Chapter 2
Christina
Phil Webb is an enigma.
One minute he’s beneath me, frozen solid, breathing like I’ve personally robbed him of oxygen. The next, he’s halfway across the pub with some weak excuse about his grandfather, like he’s just remembered he left the oven on.
I watch him go.
I shouldn’t. It’s against my better judgement and several promises I’ve made to myself. But there’s something almost impressive about how fast he retreats, like his body takes over before his brain has time to negotiate.
Emma nudges my arm gently. Just enough to remind me I’ve gone somewhere else in my head.
“You okay?” she asks quietly.
I flash her a smile. “Of course. I thrive on rejection. Builds character.”
She doesn’t look convinced.
Across the table, Alex has Emma tucked against his side. He presses a tender kiss to her temple without even looking at her, attention split between her and the match. She leans into him automatically.
It’s unconscious. Easy.
I look away.
Not because I’m jealous.
Because I want that ease. That certainty. That absence of doubt. I’d like to have a special someone in my life, and ideally, I’d like that person to be Phil.

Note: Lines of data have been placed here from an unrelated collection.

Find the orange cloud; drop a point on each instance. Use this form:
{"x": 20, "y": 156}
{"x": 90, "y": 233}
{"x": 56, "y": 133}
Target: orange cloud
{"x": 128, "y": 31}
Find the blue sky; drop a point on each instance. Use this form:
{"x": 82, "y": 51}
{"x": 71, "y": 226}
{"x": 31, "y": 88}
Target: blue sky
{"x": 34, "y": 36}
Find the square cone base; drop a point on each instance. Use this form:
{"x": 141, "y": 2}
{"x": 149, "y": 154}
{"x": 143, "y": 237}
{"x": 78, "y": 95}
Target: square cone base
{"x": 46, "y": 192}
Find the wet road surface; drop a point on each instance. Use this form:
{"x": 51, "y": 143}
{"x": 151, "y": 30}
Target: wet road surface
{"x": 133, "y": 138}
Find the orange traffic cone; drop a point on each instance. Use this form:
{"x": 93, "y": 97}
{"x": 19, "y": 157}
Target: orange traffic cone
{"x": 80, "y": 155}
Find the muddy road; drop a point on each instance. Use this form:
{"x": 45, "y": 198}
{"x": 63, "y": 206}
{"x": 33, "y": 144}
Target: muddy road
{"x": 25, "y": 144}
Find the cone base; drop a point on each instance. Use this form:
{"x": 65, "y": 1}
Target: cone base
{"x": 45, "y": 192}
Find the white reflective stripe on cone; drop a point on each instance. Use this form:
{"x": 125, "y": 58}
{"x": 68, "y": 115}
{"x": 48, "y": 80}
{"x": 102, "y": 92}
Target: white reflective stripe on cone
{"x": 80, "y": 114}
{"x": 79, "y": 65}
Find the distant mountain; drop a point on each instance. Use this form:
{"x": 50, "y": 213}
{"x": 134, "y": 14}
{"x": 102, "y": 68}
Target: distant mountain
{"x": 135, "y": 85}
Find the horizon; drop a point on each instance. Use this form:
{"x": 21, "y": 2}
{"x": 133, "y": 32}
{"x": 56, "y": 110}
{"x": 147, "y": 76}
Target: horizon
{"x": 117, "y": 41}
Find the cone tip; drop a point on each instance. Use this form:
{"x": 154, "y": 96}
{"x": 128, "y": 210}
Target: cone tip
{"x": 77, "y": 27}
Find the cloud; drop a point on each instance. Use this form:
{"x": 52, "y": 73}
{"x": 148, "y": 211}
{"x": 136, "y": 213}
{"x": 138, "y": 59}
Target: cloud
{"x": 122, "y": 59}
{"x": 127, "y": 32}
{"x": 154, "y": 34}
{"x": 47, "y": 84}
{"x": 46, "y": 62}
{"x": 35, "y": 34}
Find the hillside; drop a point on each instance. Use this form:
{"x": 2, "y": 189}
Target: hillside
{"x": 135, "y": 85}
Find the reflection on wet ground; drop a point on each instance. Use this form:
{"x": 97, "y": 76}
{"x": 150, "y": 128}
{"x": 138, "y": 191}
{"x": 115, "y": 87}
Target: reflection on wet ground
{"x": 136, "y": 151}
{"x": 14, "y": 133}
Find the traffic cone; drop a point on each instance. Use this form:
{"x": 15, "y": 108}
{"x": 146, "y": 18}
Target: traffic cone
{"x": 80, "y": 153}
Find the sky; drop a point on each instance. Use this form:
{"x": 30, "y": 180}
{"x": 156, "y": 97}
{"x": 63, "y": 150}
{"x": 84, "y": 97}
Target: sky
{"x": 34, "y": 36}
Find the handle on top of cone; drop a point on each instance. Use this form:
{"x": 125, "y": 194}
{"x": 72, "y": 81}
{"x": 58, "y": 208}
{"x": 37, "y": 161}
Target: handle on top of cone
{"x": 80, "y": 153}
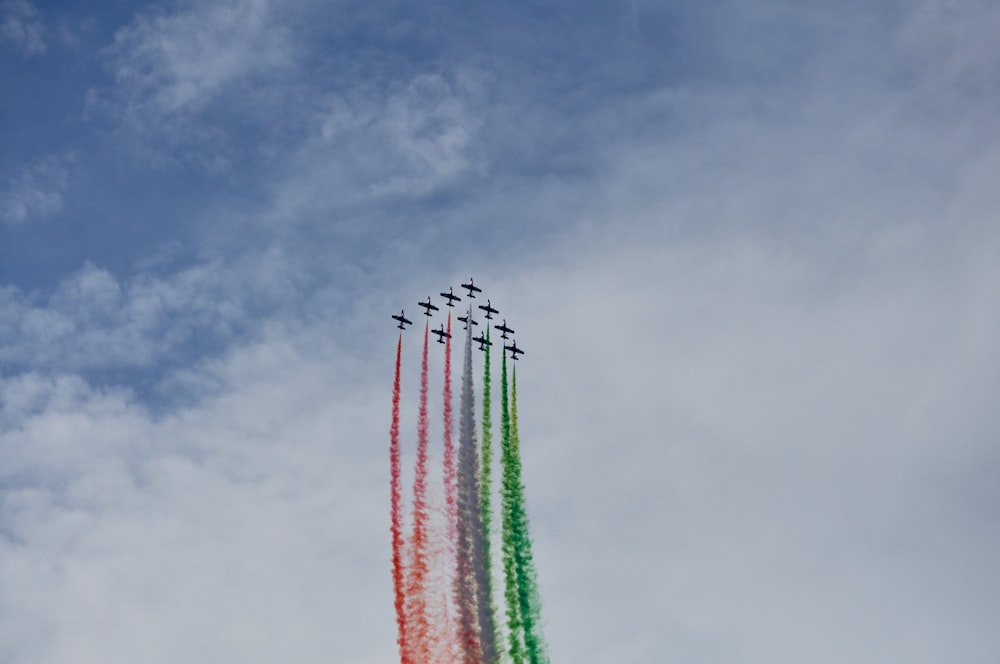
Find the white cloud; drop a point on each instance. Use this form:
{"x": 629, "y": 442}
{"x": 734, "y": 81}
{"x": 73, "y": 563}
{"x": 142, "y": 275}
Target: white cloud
{"x": 170, "y": 63}
{"x": 21, "y": 24}
{"x": 37, "y": 191}
{"x": 94, "y": 321}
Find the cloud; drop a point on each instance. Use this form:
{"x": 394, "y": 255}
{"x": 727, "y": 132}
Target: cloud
{"x": 171, "y": 63}
{"x": 37, "y": 191}
{"x": 759, "y": 305}
{"x": 21, "y": 24}
{"x": 94, "y": 321}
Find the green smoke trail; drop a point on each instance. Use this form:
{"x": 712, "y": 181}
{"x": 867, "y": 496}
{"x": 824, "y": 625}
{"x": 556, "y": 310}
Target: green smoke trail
{"x": 485, "y": 494}
{"x": 529, "y": 598}
{"x": 508, "y": 494}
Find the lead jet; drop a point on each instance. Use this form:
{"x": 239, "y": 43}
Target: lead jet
{"x": 442, "y": 334}
{"x": 482, "y": 341}
{"x": 514, "y": 350}
{"x": 504, "y": 329}
{"x": 450, "y": 297}
{"x": 428, "y": 307}
{"x": 489, "y": 310}
{"x": 403, "y": 320}
{"x": 468, "y": 320}
{"x": 472, "y": 288}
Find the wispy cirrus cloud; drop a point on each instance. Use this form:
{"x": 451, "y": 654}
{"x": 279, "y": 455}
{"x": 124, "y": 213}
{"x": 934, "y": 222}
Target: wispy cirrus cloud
{"x": 21, "y": 24}
{"x": 36, "y": 191}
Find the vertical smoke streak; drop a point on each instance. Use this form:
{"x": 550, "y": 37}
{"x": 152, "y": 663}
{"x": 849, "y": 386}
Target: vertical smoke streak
{"x": 467, "y": 525}
{"x": 418, "y": 623}
{"x": 528, "y": 595}
{"x": 449, "y": 645}
{"x": 508, "y": 494}
{"x": 396, "y": 512}
{"x": 485, "y": 496}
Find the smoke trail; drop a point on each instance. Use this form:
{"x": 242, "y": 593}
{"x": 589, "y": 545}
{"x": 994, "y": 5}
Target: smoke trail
{"x": 465, "y": 576}
{"x": 508, "y": 494}
{"x": 418, "y": 624}
{"x": 397, "y": 515}
{"x": 450, "y": 644}
{"x": 485, "y": 495}
{"x": 528, "y": 595}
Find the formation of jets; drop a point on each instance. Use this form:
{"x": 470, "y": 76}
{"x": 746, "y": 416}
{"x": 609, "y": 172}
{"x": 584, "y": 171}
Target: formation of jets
{"x": 428, "y": 307}
{"x": 442, "y": 334}
{"x": 403, "y": 320}
{"x": 489, "y": 310}
{"x": 504, "y": 330}
{"x": 450, "y": 299}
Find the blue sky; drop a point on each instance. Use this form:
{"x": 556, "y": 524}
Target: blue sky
{"x": 751, "y": 248}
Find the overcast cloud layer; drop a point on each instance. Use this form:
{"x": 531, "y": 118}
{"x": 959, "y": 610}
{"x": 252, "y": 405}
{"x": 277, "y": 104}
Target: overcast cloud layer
{"x": 750, "y": 249}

I pick up my drink and take a sip, letting the cool fizz steady me.
The annoying thing is, I don’t need Phil. Not really.
I’ve never struggled for attention. Even here, where I arrived a year ago with a London accent and Caribbean roots, the village adjusted. Slowly. Carefully. With just the right amount of village gossip.
Most people were kind. Curious. A few cautious.
Some surprised.
I learned early to meet their curiosity head-on. Smile first. Speak first. Make it easier for them. People are kinder when you remove their excuses to be nervous.
Mum didn’t understand why I’d leave London at all.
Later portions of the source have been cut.